Arabel’s Raven by Joan Aiken is the first book in a series, which was written in the early Seventies, and which were a staple of my own childhood reading. They tell the story of a young girl called Arabel, and the discovery of what becomes her pet raven, Mortimer.
When I was a child, they featured regularly on the children’s book programme Jackanory, often read by Bernard Cribbins, and feature fantastic illustrations by Quentin Blake. I hold them in great affection myself and have been delighted to share them with my own children, who love them too.
The books were out of print for many years, but have been recently reprinted, and have now become part of our school library. I have split them between the free reading section of the library (where the children can pick autonomously what they want to read), and guided free reading, where the children are given a little more structured help in choosing books before they are given entirely free rein.
They make for quite challenging guided free reading books, mainly because the language can be rather old fashioned, and the life that the books describe will be quite alien to the modern reader, and might need a bit of explanation from an adult. On the other hand, they are strong as guided reading books because they are short books, with manageable chapter chunking and a good proportion of illustration to text. The humour of the books makes them incredibly appealing, and has really stood the test of time.
I have chosen to add them to the guided free readers as I feel that children will be unfamiliar with Aiken’s work, and will not necessarily choose them as free readers, but I believe that once they have been introduced to the books they will enjoy them, and choose them thereafter. Once one or two children start reading and talking about them, they will become more popular, and I may well choose to move them all into the free reading section, as an enticement for readers who want to read them to work harder to attain free reading status.

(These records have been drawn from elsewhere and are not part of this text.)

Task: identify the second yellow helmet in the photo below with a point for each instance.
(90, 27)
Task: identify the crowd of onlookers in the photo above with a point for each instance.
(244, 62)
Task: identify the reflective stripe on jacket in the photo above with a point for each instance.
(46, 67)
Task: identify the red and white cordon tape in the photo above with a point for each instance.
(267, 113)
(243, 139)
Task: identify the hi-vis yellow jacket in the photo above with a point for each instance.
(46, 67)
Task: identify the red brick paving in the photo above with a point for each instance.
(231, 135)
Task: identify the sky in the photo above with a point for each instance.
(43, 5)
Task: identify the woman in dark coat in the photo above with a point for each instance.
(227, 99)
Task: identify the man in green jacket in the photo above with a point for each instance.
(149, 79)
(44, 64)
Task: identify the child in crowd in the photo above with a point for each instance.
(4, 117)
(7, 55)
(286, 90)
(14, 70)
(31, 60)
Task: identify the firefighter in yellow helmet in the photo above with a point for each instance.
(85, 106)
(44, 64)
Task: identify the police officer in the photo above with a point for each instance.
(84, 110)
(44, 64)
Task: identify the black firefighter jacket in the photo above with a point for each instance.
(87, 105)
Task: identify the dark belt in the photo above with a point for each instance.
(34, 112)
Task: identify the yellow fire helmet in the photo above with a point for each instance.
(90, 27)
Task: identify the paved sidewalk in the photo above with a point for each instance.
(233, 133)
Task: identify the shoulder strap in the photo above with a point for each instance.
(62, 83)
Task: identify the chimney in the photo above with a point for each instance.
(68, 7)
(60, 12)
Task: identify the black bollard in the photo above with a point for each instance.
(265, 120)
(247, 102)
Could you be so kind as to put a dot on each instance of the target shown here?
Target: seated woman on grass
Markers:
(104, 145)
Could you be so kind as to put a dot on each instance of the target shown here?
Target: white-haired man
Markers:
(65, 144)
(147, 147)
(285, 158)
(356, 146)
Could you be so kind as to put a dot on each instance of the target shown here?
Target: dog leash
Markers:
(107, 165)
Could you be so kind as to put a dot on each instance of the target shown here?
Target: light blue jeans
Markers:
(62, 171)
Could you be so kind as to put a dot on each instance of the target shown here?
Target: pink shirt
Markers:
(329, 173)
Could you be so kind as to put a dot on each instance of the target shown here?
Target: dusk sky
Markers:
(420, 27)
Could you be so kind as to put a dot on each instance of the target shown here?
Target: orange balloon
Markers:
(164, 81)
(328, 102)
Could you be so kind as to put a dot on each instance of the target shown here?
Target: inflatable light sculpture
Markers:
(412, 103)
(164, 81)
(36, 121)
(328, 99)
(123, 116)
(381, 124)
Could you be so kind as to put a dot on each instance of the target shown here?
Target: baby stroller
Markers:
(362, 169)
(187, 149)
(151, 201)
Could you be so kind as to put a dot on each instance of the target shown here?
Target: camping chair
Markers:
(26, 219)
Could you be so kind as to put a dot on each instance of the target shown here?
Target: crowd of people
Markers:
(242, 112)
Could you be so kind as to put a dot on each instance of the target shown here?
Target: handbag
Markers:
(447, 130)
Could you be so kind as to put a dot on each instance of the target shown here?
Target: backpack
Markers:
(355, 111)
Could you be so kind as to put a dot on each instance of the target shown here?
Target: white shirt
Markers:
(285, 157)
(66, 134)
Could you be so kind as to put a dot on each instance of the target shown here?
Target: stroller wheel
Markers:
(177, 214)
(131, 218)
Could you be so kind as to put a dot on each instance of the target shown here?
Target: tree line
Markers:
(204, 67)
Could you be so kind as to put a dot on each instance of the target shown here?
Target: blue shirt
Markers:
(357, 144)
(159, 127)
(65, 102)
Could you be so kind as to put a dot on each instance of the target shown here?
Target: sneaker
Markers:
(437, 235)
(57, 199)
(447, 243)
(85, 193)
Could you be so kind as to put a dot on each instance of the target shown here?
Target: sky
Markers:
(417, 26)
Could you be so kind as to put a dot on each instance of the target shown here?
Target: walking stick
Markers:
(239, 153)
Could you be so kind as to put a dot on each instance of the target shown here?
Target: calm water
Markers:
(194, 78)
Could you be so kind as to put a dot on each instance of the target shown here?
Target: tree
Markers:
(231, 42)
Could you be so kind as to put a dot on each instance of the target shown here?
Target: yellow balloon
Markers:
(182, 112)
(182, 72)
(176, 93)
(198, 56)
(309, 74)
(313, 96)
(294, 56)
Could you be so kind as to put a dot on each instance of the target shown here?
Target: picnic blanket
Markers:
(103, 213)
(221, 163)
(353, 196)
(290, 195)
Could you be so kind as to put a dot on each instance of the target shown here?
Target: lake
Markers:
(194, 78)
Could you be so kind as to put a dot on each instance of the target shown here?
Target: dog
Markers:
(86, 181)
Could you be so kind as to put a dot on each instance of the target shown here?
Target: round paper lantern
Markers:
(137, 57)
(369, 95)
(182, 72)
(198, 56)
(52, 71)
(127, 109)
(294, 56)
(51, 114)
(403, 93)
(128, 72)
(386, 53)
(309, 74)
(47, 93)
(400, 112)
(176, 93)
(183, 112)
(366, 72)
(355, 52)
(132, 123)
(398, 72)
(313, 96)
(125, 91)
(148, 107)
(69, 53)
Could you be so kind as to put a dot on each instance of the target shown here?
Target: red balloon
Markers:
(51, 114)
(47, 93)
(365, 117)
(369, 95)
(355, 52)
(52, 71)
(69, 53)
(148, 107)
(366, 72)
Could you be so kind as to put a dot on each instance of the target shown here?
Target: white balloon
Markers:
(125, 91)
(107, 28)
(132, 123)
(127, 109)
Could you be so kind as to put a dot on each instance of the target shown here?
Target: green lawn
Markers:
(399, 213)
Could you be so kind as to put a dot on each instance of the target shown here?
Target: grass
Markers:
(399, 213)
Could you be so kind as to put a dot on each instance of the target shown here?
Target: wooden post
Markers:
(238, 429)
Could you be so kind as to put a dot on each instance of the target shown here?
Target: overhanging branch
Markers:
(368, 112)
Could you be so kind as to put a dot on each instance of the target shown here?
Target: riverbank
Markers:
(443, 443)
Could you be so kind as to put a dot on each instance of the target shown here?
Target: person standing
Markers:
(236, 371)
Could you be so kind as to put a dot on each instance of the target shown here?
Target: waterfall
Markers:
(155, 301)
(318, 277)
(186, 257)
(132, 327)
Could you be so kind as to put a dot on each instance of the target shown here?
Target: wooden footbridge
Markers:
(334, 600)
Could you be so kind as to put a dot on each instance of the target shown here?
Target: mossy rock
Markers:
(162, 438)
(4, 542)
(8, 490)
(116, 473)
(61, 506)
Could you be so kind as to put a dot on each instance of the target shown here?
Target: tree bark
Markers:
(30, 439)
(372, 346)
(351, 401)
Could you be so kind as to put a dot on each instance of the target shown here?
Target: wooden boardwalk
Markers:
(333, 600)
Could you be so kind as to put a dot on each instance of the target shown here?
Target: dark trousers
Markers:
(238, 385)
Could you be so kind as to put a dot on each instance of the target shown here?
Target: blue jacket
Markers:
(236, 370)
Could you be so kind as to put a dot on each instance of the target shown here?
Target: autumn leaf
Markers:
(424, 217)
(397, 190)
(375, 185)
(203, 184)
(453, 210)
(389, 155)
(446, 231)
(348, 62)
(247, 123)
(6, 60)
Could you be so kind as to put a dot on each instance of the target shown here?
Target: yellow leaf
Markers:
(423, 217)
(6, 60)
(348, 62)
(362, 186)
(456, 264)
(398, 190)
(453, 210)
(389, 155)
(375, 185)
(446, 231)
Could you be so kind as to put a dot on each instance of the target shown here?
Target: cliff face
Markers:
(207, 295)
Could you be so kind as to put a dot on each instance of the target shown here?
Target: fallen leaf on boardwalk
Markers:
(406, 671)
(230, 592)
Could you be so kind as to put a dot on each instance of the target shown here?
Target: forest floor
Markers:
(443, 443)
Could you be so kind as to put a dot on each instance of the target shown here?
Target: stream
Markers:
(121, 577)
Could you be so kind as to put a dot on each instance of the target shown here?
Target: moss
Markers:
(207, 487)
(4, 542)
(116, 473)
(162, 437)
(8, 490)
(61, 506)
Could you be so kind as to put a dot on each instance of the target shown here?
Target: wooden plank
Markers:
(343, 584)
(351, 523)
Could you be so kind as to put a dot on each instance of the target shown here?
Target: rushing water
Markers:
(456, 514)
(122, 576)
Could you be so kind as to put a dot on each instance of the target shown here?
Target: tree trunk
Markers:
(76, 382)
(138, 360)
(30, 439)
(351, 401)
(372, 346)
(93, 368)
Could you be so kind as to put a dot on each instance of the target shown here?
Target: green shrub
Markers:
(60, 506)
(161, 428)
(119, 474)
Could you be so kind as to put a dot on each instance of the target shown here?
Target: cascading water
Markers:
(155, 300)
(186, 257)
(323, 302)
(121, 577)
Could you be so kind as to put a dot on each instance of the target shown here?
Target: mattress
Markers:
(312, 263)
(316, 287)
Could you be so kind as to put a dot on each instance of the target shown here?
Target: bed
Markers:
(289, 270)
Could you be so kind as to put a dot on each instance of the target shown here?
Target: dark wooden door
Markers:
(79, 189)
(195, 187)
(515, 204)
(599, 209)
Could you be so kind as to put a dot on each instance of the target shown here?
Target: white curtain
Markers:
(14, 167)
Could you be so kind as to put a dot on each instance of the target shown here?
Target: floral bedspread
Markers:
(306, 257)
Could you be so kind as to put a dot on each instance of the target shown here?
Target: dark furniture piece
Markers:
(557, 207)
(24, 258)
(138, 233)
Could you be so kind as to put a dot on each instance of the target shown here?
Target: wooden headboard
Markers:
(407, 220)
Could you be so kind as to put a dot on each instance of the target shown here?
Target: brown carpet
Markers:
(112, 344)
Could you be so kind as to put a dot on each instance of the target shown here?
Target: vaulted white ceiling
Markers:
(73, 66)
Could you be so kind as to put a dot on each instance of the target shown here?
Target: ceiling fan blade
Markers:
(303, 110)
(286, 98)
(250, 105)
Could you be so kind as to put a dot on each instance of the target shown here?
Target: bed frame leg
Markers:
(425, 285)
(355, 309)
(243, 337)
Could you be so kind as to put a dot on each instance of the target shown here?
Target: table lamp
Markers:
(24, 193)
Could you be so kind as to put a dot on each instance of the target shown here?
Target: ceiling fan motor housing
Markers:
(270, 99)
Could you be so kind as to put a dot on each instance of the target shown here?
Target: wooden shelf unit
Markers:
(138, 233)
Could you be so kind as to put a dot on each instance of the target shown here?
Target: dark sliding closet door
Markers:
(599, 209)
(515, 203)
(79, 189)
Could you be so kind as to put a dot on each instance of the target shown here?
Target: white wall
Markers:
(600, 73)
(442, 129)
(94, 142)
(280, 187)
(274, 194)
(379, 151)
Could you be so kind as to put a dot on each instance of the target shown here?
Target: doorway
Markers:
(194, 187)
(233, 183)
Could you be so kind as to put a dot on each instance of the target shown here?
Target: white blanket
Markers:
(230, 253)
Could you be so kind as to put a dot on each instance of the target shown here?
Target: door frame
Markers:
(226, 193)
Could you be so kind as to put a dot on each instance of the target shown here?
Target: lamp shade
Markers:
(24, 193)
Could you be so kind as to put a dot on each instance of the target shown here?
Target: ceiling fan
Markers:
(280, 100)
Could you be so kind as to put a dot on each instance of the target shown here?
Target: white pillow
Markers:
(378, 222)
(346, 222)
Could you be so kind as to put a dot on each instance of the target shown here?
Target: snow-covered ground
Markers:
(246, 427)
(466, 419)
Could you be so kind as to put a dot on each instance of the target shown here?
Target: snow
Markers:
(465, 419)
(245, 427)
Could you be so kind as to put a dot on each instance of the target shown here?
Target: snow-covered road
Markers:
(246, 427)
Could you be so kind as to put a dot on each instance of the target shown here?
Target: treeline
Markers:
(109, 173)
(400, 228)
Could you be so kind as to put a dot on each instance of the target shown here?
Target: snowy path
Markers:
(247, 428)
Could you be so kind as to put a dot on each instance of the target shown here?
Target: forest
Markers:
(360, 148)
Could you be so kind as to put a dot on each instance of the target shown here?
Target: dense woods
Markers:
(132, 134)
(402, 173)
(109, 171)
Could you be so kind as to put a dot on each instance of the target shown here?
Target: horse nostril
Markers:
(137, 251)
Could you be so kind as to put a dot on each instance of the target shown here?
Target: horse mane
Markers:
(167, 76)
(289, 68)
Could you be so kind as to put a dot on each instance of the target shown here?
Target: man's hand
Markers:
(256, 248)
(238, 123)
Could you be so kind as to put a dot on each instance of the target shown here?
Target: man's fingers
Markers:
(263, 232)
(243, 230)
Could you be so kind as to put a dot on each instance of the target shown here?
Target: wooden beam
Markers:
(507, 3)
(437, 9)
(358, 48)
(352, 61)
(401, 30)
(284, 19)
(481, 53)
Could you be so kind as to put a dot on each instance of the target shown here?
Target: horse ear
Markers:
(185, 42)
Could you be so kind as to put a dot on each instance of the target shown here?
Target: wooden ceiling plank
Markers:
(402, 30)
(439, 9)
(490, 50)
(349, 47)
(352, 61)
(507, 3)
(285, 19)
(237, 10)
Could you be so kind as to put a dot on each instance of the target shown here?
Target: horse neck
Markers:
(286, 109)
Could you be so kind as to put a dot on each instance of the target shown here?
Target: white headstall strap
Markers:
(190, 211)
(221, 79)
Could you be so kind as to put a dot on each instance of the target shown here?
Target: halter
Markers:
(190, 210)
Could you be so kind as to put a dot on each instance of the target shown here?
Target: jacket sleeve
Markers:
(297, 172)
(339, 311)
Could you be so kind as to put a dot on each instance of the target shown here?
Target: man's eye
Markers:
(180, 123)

Arabel’s Raven tells the story of Mr. and Mrs. Jones and their daughter Arabel, and how they meet an eccentric raven who Mr. Jones takes home, and who becomes Arabel’s friend and pet. The story is full of humour and adventure, involving as it does, a plot line about a series of burglaries that affect the town where Arabel and her parents live. There are some beautifully eccentric touches like the fact that Mortimer likes to eat staircases, and the fact that he steals things and hides them under carpets. My children were particularly entranced by the fact that he eats the escalators at the local tube station.
The books are suitable for both boys and girls. I read them to my children when they were five, and have revisited them regularly since. As far as children reading them for themselves I would suggest it would be suitable for children aged eight and up, unless you are very confident of their reading and comprehension skills.